Senja di ufuk barat tampak memanjakan mata, warna jingganya membuat para pengagum senja pasti akan mengulas senyum. Menikmatinya bersama secangkir kopi dan puisi. Dan mungkin diimbuhi dengan melodi sendu menyayat hati.
Ah, untuk deskripsi yang terakhir, dikhususkan untuk seorang perempuan yang sedari beberapa menit lalu bermain bersama gerombolan ikan di kolam ukuran 1x1,5 meter. Tepat menempel di dinding pembatas dengan rumah tetangga. Gemerisik airnya membuat si perempuan merasa lebih tenang meski hanya sedikit.
Hela napas panjang lolos dari sela bibir Nada. Bibir yang sedari tadi terkatup membentuk garis lurus, kini berubah cemberut, ketika selintas pikirannya mengarah pada sosok general manager tampan yang semingguan ini coba ia hindari.
Sejak kejadian di parkiran, Nada memang konsisten dengan tekadnya untuk menjaga jarak dengan Kala. Baginya, tidak berhubungan dekat dengan Kala justru menyenangkan. Dia tidak perlu membuntuti lelaki itu, menuruti maunya yang seringkali membuat Nada kewalahan.
"Riskia anak blok C yang baru lulus SMA, nikah minggu depan, loh."
Untuk satu kalimat menggebu yang tertangkap indera pendengarnya, mau tak mau Nada mendongakkan kepala. Menoleh ke arah pagar depan dan menemukan sekumpulan ibu-ibu di sana, termasuk ibunya sendiri.
"Dilamar PNS lagi. Katanya ganteng dan penyayang."
"Nggak cuma Riskia, Bu. Tapi Siska, anaknya Pak Rt yang masih kuliah, katanya juga udah dilamar. Lebaran ini mau nikah. Calonnya jadi manager di mini market."

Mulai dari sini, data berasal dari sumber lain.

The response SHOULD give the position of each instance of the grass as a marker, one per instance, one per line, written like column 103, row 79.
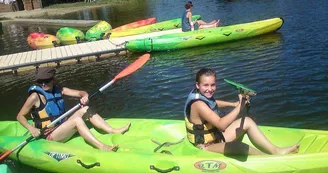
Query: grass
column 83, row 4
column 4, row 18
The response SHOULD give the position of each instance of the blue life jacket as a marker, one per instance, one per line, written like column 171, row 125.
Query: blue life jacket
column 201, row 133
column 53, row 108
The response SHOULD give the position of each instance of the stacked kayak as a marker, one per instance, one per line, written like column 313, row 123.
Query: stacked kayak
column 136, row 24
column 153, row 145
column 37, row 40
column 160, row 26
column 68, row 35
column 205, row 36
column 97, row 31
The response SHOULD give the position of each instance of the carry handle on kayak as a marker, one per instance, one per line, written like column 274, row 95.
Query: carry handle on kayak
column 245, row 91
column 128, row 70
column 174, row 168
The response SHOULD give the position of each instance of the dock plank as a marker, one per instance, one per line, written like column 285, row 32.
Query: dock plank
column 23, row 59
column 7, row 60
column 53, row 53
column 74, row 50
column 13, row 59
column 68, row 51
column 34, row 57
column 28, row 57
column 46, row 54
column 93, row 47
column 17, row 61
column 63, row 51
column 2, row 60
column 39, row 55
column 85, row 49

Obrolan berulang, yang selalu memuakkan untuk Nada dengar. Namun, dia sudah kepalang basah, kalau masuk rumah nanti ibu-ibu tetangganya itu akan melihat dia yang bersembunyi di balik pot-pot besar tanaman sang ayah yang berjejer didekat kolam.
"Nada kapan nikah, Bu? Nggak jadi ya sama laki-laki yang sering datang ke sini pakai mobil merah."

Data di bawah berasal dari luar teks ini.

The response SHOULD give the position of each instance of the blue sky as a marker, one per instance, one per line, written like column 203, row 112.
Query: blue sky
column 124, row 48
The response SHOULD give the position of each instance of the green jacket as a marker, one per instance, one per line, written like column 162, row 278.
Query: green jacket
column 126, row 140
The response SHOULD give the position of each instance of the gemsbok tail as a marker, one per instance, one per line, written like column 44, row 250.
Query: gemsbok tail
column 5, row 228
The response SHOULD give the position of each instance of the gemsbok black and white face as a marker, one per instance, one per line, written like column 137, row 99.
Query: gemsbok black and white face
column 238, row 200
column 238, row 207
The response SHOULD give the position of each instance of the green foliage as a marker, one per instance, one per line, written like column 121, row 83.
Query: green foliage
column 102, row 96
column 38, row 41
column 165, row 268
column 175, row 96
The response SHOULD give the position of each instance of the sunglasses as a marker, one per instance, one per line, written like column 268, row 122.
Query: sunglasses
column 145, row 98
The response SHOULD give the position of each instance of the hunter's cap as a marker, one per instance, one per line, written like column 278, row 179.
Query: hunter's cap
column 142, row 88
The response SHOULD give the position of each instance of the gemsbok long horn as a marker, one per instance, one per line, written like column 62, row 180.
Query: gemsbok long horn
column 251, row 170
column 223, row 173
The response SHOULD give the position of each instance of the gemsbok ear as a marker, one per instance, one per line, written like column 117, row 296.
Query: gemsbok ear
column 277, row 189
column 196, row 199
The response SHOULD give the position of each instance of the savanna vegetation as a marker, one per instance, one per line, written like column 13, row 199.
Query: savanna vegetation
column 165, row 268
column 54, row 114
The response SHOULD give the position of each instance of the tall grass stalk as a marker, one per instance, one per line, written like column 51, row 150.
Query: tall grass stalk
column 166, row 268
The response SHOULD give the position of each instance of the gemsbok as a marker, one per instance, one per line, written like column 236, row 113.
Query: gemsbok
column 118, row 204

Nada melirik ibunya, menunggu reaksi apa yang akan ibunya berikan. Harusnya, ibunya pamit saja untuk masuk rumah, namun yang Nada dapatkan, sang ibu justru menggeleng pelan.
"Yah, nggak jadi punya mantu berada."
Kali ini, Nada berdecih pelan. Dia justru beruntung tidak mendapat suami dari kalangan konglomerat. Percuma saja kalau harga dirinya tidak dianggap sedikit pun.

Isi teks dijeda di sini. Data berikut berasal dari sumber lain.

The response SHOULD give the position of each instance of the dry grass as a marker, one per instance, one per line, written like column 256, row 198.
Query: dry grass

Lelaki bermobil merah yang dimaksud adalah Fabian. Lelaki itu memang beberapa kali ke rumahnya, mengantar jemput atau bahkan sengaja mampir untuk mengobrol ringan dengan ayah dan ibunya.
Melihat interaksi Fabian dengan orang tuanya yang tampak akrab, membuat Nada sendiri merasa senang. Dan berharap teramat besar jika lelaki itu yang memang Tuhan takdirkan untuk menjadi pendamping hidupnya. Meski, ia harus menelan pil kepahitan.
"Bukan orang kaya nggak apa-apa, Bu. Yang penting, Nada lekas menikah. Nggak baik usia sudah cukup namun pernikahan ditunda-tunda."
Kalau bisa membalas, Nada ingin berteriak di depan ibu-ibu itu. Namun, yang keluar dari bibirnya hanyalah geraman dan tatapan memicing melihat gerombolan ibu-ibu itu membubarkan diri. Nada segera melempar pakan ikan, kembali menatap kolam ketika ibunya menggeser gerbang dan masuk.
"Loh, kamu di sini, Nak?" Ambar -ibu Nada tampak sedikit terkejut mendapati kehadiran putrinya.
"Ngasih makan ikan, Bu." Nada tersenyum, bangkit berdiri dan menunjukkan kantong plastik berisi pakan ikan.
"Kamu dengerin yang ibu-ibu komplek bilang tadi."
"Denger." Nada mengedik lemah. Mengayun langkah mendekati ibunya. "Tapi nggak masalah, kok. Yang penting Ibu nggak pusing mikirin."
Setelah mengatakan itu, Nada mengalihkan pembicaraan dengan menanyakan apa yang ibunya bawa. Dan ia berseru senang ketika thai tea yang ibunya bawa diberikan padanya.
Mengiringi langkah sang ibu memasuki rumah, Nada menggoyang-goyang gelas thai tea yang kantong kereseknya sudah dibuang ke tempat sampah depan.
"Bu, kita pergi ke Mall, yuk. Biasanya akhir bulan banyak diskonan."